I was brought up in a non-religious household. My first encounter with religion was when I met other people in school who had religious views. At that time I just thought they are just peculiar but since they also played cricket and so on it seemed okay. When I was at a boarding school as a young teenager, we had a new chaplain who came to the school. We were so overexposed to religion that we did not listen to it. It was just noise in the background until this new chaplain came. He read a prayer that some of you may know, Lord, open now our hearts by inspiration of thy Holy Spirit that we may truly love thee… the usual sort of brownnosing kind of prayer.
The word inspiration he pronounced, IN-SPI-RA-tion, and I had just been reading about the ancient Greeks and the muses and how they whispered into the ears of the poets, and I thought that was very interesting so I went up to the chaplain and I said to him, give me something to read about Christianity, I really want to find out what’s going on there. He gave me a very interesting reading list, which included Dostoyevsky’s Notes from the Underground, Bishop Robinson’s Honest to God and he said, you must read The Epistle to the Romans, great converting epistle of Christianity. So I took this whole reading home for the holidays. I read everything. I was a very earnest little schoolboy, studied it all very carefully, got back to school, and went to see him. I said, I read everything that you told me to read and I have a question for you, and the question is, how can you believe this stuff? I found it incredible. He said to me, well, every morning I wake up I pray the prayer of St Augustine, Lord, I believe, but help my unbelief. I said, so you don’t believe it either!

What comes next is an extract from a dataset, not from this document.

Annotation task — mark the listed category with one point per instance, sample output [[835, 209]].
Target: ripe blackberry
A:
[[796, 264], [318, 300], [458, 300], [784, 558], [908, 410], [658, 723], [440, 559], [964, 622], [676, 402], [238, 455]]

I said to him, Look, if you strip away all the inessentials, what’s the story? The story is God makes mortal maiden pregnant. She gives birth to this egregious character, who among other things goes to the underworld, comes out, joins his father. I heard this story dozens of times. Zeus—lucky fellow—was always making mortal maidens pregnant. They were always giving birth to heroic figures like Hercules. Why are those stories myths but not this one? And you know, he could not answer me. I never found a satisfactory explanation why the Christian story, a familiar commonplace story, should be regarded to be so significant, other than the political, historical reasons having to do with the Roman Empire and Constantine, and coercion and burning people at the stake if they didn’t agree and so on. And the fact that Christianity first recommended itself to women and slaves, the people who were subjected and had second status in society and promised them, what Hercules got, if you engage in the heroism of faith, you too can become a god, you’ll get into heaven. That’s an incredible promise to people who live a life of subjection and oppression, and so the psychology of it explains the belief, but why would anybody if they just stop for a moment and thought? That’s why religions tell you, Don’t think, just believe.